Judge: Stephen P. Pfahler, Case: 19STCV40434, Date: 2023-05-16 Tentative Ruling
Case Number: 19STCV40434 Hearing Date: May 16, 2023 Dept: F49
Dept.
F-49
Date:
5-16-23
Case
#19STCV40434
Trial
Date: 7-17-23 c/f 2-14-23 c/f 6-6-22
AUGMENT EXPERT WITNESS LIST
MOVING
PARTY: Defendant, Facey Medical Group
RESPONDING
PARTY: Plaintiff, John Doe
RELIEF
REQUESTED
Motion
for Leave to Augment Expert Witness List
SUMMARY
OF ACTION
On
May 28, 2019, Plaintiff John Doe attended a yearly physical examination with
Defendant Gregory Castillo. Plaintiff alleges that Dr. Castillo first began
“repeatedly and inappropriately rubbing” plaintiff’s arms and legs, next
proceeded to grab Plaintiff’s penis and testicles without “medical
justification.” Dr. Castillo then began to digitally penetrate Plaintiff’s
anus. During the course of this conduct, Dr. Castillo allegedly rubbed his own
genitals on Plaintiff’s body for purposes of sexual gratification.
Notwithstanding
the end of the conduct in the examination room, Dr. Castillo then removed a
wart from the finger of Plaintiff in another room, and again rubbed his
genitals on Plaintiff and again inappropriately touched him on the arms and
legs.
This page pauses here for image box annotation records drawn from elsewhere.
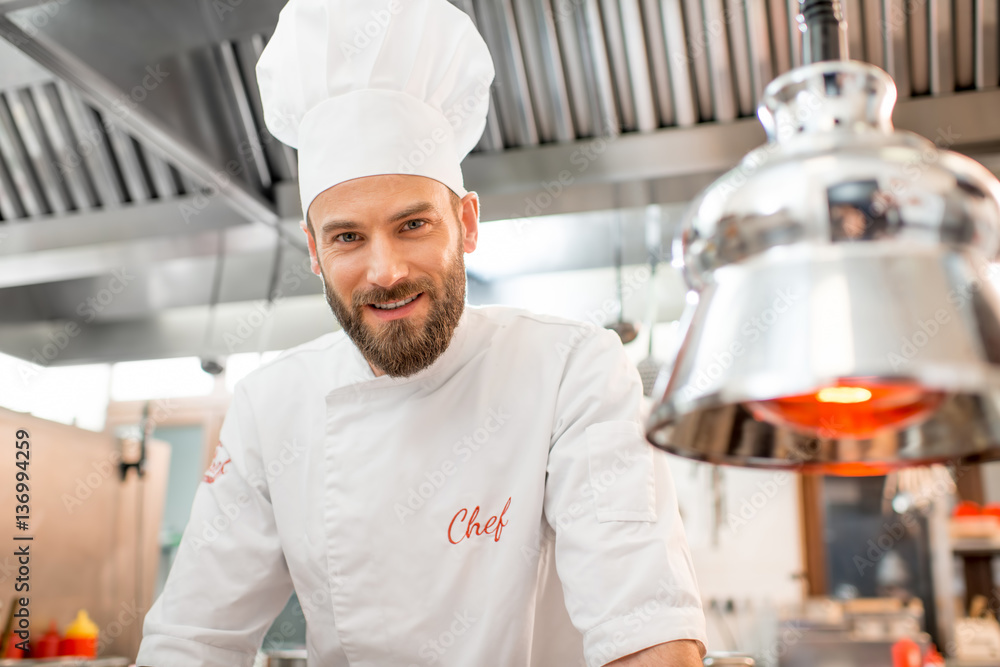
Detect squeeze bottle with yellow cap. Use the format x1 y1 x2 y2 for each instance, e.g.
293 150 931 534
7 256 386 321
59 609 99 658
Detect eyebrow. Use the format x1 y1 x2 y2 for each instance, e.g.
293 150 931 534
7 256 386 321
320 201 437 236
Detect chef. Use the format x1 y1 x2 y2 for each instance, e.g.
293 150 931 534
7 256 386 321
137 0 706 667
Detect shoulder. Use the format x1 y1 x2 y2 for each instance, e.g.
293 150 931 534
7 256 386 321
237 331 351 395
466 306 614 337
468 306 625 363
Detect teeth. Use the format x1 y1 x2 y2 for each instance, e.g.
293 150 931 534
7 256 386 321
372 294 420 310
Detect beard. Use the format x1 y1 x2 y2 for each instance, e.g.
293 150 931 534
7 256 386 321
323 245 465 377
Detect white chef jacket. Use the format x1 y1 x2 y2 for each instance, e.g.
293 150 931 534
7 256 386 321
137 306 706 667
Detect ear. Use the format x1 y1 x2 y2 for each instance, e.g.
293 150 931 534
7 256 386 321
462 192 479 252
299 220 321 276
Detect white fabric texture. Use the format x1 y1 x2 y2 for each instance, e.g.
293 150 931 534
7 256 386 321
257 0 494 222
136 306 706 667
Dr. Castillo later told Plaintiff that the penal examination was
required, due to an alleged lesion, which was not documented in any medical
notes.
On
November 7, 2019, Plaintiff filed his complaint for Sexual Battery, Sexual
Orientation Related Violence, Sexual Harassment, Constructive Fraud, Unfair
Business Practices, Intentional Infliction of Emotional Distress, and Negligent
Hiring Retention Supervision and Training.
The
action was transferred to Department 49 on January 28, 2020.
On
May 4, 2020, Plaintiff dismissed Providence Health & Services, David Mast,
Jim Corwin and Teresa David. On June 19, 2020, the parties submitted a
stipulated protective order for the exchange of discovery. On August 4, 2020,
Plaintiff filed a first amended complaint for Sexual Battery, Sexual
Orientation Related Violence, Sexual Harassment, Constructive Fraud, Unfair
Business Practices, Intentional Infliction of Emotional Distress, and Negligent
Hiring Retention Supervision and Training. On August 5, 2020, Plaintiff filed a
second dismissal of defendants Providence Health & Services, David Mast,
Jim Corwin and Teresa David.
On
November 3, 2020, the court sustained the demurrer Facey Medical Group, Roscoe Marter, M.D., and Erik Davydov, M.D. to the first
amended complaint, and denied the motion to strike the use of pseudonyms. On
December 3, 2020, Plaintiff filed the second amended complaint for Sexual
Battery, Sexual Orientation Related Violence, Sexual Harassment, Constructive
Fraud, Unfair Business Practices, Intentional Infliction of Emotional Distress,
and Negligent Hiring Retention Supervision and Training, and Negligence.
On
March 9, 2021, the court sustained the demurrer of Gregory Castillo, M.D.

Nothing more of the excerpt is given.